Purpose: The purpose of this study is to evaluate the effectiveness of hybrid Al2O3-TiO2 nano-cutting fluid in the turning process application under the selected significant machining parameters consisting of nano concentration, depth of cut and feed rate. Design/methodology/approach: The preparation of aqueous hybrid Al2O3-TiO2 water-based nano-cutting fluids and their application as the cutting fluid in turning operations are undertaken. The Al2O3-TiO2 hybrid nano-cutting fluids were prepared through a one-step method; by dispersing nanoparticles of Al2O3 (average diameter 30 nm) and TiO2 (average diameter 30-50 nm) in CNC coolant based at four different volume concentrations (1%, 2%, 3%, 4%). The effectiveness of turning cutting performance, namely cutting temperature (°C), average surface roughness (Ra), and tool wear (%), were assessed via air-assisted nano cutting fluids impinged through MQL setup in turning of Aluminium Alloy AA7075. The response surface method (RSM) was employed in the design of the experiment (DOE). Findings: The lowest cutting temperature, surface roughness, and tool wear of 25.8°C, 0.494 μm, and 0.0107%, are obtained, respectively, when the combinations of hybrid nano cutting fluid concentration of 4%, feed rate value of 0.1 mm/rev, and 0.3 mm depth of cut is used. Research limitations/implications: The result in this paper is based on the experimental study of Al2O3-TiO2 hybrid nano-cutting fluid using CNC turning operation. The process focuses on the finishing process by using a finishing insert. Further work using roughing process may be suggested to observe the better performance of this cutting process using nano-cutting fluid towards reducing the wear rate. Practical implications: The use of Al2O3-TiO2 hybrid nano-cutting fluid coupled with MQL in the CNC turning process is considered a new method.
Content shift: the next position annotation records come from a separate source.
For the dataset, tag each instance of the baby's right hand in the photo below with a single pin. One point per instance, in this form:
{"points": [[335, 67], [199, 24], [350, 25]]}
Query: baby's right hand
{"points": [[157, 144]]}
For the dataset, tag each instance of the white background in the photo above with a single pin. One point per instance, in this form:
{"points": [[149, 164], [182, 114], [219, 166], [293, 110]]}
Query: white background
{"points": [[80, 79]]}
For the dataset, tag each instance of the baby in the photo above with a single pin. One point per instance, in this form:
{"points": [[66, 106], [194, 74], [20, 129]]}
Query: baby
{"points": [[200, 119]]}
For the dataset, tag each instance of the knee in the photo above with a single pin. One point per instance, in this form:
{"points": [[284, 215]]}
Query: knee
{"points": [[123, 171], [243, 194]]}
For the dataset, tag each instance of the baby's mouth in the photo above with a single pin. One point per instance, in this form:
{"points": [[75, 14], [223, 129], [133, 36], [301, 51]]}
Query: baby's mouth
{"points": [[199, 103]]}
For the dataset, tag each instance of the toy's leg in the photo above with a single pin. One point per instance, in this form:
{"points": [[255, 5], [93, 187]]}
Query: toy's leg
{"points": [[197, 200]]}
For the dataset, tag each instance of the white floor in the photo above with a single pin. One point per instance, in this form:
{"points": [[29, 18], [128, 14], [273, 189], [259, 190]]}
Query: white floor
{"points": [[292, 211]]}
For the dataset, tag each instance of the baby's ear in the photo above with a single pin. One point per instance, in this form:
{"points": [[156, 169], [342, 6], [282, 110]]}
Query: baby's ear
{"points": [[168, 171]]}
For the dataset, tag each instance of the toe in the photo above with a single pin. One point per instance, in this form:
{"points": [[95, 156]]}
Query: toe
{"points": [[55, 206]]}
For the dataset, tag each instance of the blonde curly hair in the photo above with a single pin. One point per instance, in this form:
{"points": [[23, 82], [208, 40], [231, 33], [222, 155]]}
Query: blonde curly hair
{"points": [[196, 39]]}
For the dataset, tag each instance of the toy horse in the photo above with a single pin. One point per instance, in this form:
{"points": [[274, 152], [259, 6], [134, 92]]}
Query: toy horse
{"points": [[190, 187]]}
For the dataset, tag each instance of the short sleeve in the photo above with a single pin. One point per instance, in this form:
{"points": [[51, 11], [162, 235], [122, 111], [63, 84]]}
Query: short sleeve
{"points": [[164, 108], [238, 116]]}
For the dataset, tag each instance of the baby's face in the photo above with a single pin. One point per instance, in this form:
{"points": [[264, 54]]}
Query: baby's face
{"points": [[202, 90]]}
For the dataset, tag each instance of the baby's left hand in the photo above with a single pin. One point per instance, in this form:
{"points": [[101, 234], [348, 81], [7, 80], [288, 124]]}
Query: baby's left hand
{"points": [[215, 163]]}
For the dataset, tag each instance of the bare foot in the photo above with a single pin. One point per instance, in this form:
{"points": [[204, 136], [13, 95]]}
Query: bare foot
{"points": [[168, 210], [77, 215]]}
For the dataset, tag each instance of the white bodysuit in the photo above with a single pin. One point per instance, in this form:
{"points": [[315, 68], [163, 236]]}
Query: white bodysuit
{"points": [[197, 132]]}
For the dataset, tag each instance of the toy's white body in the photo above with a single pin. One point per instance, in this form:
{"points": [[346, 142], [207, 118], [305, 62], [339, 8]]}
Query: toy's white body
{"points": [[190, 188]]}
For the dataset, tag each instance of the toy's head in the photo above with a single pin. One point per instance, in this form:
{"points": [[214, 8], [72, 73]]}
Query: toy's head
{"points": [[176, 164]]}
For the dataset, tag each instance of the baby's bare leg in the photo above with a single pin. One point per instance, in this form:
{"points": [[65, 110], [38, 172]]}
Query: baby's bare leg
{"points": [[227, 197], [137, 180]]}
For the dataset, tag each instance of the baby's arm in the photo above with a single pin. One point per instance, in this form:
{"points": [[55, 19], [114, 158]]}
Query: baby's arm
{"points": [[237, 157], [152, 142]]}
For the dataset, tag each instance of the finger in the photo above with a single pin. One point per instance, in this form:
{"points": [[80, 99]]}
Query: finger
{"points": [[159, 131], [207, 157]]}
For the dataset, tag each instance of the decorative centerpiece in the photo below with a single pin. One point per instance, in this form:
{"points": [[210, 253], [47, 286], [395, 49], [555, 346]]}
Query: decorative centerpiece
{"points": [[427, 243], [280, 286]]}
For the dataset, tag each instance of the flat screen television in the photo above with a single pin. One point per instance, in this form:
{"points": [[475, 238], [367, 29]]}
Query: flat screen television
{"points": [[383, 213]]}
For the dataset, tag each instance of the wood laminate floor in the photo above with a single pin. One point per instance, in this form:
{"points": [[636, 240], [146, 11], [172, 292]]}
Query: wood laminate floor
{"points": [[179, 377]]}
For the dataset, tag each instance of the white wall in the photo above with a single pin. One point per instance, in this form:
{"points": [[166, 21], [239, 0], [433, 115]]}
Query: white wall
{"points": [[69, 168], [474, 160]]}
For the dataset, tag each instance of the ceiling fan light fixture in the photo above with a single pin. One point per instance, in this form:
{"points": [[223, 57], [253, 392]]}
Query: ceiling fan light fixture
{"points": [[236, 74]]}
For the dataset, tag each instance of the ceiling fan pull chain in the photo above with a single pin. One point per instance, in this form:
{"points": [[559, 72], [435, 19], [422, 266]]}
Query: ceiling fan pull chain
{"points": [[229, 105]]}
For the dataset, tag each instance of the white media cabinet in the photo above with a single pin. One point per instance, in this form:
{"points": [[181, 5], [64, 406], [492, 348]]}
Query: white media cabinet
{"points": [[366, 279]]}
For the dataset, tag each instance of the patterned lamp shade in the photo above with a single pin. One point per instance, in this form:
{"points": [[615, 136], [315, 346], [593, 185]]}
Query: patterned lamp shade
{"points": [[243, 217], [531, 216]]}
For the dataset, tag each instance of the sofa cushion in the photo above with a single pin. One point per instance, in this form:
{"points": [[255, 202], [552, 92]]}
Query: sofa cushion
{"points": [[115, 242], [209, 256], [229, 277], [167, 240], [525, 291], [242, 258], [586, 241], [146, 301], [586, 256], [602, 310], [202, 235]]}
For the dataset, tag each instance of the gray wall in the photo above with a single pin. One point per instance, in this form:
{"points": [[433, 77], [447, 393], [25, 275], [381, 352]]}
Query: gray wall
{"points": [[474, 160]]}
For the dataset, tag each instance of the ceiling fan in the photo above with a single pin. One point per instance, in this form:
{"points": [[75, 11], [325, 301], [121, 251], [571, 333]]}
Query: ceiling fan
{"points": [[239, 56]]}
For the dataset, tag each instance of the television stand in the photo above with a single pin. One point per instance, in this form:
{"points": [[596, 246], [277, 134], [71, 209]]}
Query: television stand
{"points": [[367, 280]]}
Machining soft and delicate materials such as Aluminium should consider using this combination technique since it lowers the cutting temperature and removes the chips, reducing the adhesive wear. Originality/value: The hybrid nano-cutting fluid can replace the conventional cutting fluid and will perform better if combined with the MQL cooling technique; this new method should be considered by major industry players that require a high-precision finished product such as the product that involves aircraft and aerospace applications.